I love asking questions. I love analysing and breaking problems down. When I don't succeed at grasping the right mental model, or framing the problem, I don't do quite well.
In grad school, I learned to engage and ask intelligent questions, and be part of a conversation. Not just ask questions to ask them, or to sound smart.
When I started training at CrossFit, I knew zilch. So, everything was a mystery to me. I would ask incessant questions about technique, about approach, about how to do.. well, pretty much everything. Because I lacked the structure or model to do it, and I just wanted someone to explain everything.
It changed for me one day, when after weeks of patience and answered 100s of my questions, Adrian Bozman told me nicely and firmly,
Hey Arv! Stop using your brain
That stunned me. Whaaaaaat!?!?!?
When we are new into fitness, we often
- lack proprioception i.e. knowing where your joints are in space
- lack body control i.e. you want to do it but you really cannot
- lack neuromuscular adaption i.e. your software and hardware don't talk too well
- lack strength and endurance, physically and mentally
As we work on our skill, all of them get better. To work on this skill, it is not about putting bits and pieces together only but also letting the body just figure it out.
Think of any skill you have. Let's take driving - shift down a gear, while pressing the clutch and steering the vehicle while continuing the conversation you are having. If we have to think and communicate, it will take far too long. Instead, it is a pattern ingrained in us by practice.

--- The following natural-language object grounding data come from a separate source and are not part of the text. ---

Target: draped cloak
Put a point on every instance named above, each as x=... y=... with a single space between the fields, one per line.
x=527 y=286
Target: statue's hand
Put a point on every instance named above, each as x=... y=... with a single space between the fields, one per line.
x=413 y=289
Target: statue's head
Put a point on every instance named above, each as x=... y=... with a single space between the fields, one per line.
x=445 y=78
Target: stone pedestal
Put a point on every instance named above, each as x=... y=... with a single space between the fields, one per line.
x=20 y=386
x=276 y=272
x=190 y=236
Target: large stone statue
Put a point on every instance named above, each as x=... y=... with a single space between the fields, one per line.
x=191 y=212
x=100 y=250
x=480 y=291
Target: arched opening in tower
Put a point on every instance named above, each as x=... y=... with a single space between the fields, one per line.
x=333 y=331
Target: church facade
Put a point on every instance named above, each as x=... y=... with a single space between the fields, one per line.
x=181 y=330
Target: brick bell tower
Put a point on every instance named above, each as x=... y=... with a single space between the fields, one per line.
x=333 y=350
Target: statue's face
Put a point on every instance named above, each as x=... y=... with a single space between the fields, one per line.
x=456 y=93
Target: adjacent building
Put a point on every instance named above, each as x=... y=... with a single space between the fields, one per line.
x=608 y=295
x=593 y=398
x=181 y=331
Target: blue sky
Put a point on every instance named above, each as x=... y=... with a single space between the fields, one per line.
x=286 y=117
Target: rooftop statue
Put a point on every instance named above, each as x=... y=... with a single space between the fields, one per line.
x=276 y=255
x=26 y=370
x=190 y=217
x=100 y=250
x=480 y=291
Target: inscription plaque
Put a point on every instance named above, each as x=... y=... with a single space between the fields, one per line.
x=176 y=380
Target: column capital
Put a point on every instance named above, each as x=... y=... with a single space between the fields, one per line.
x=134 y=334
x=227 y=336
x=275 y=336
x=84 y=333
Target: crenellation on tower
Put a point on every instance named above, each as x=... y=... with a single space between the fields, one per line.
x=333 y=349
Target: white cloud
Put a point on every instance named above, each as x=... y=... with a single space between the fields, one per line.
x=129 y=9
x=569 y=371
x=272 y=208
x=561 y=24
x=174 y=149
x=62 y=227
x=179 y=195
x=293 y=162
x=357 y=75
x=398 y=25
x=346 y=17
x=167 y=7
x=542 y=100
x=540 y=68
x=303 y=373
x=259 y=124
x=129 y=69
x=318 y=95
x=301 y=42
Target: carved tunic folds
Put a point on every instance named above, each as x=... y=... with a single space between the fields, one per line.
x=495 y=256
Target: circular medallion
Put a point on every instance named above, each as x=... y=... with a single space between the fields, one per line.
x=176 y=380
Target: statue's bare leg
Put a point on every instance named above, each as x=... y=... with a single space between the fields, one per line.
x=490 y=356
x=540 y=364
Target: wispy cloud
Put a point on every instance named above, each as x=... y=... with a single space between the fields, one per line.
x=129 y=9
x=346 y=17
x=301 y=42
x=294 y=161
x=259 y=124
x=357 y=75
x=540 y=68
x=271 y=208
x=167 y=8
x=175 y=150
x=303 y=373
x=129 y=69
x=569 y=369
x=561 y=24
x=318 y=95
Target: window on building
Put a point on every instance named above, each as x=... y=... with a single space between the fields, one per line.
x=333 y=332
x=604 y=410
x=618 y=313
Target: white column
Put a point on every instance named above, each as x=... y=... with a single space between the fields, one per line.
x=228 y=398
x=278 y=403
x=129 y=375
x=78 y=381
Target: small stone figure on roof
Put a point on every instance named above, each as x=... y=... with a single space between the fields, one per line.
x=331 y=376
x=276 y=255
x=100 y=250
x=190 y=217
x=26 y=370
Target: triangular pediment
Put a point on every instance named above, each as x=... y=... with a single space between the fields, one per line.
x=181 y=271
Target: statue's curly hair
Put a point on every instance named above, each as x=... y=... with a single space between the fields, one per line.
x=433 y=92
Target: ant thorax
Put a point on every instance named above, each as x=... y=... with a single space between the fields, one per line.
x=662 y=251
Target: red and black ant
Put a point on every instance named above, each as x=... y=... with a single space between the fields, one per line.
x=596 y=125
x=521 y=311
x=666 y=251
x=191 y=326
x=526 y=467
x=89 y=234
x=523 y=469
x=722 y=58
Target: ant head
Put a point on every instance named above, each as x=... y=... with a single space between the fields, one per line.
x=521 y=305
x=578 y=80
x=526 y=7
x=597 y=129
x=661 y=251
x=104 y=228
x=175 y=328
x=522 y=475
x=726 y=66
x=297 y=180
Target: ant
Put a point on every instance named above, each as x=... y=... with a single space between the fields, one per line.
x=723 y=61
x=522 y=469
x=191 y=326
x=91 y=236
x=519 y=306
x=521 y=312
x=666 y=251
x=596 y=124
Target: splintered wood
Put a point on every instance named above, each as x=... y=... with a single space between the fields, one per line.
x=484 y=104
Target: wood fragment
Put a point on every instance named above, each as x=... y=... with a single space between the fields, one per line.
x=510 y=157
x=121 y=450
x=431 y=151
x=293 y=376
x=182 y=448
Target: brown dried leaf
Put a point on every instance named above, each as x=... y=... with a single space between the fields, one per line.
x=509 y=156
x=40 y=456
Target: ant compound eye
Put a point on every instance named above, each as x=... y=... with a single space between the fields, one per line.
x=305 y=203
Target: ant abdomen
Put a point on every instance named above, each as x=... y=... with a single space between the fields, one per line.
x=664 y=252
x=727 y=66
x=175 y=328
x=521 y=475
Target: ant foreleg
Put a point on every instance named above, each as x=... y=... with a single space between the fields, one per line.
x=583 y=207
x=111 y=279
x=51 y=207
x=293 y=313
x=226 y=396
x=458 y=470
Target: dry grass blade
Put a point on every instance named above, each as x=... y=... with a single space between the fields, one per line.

As the great Bruce Lee said,
Don't think. Feel!
The kettlebell swing, for example, is too fast to process. You nail your setup, and you just go. As your skill level gets better and better, you just get better. As you understand your body is one piece, it gets even better.
There's a time to think. But too much thinking can cripple the mind. Find a balance.
For me, I was doing too much thinking. Now, I have a happy balance!
Today, I see a few of my students do the same - ask a lot of questions. While that's great, there are a few things that you are better off discovering on your own. I gently nudge them back and sometimes refuse to answer their questions.
Repetitions (good technique, obviously) will help you answer most of your questions. Time and effort and work will answer all those questions. Some of our questions are also not the right questions, and we will realise it only by putting in the time. Your questions will evolve.
Many answers will only make sense as you know enough to interpret them. That's why, theory alone is not enough. You have to try to apply, and then figure out what that actually means.
Just like all of us see colours differently, you might interpret things differently. And that's okay! That's something you can teach me too, and that's one more lens I have.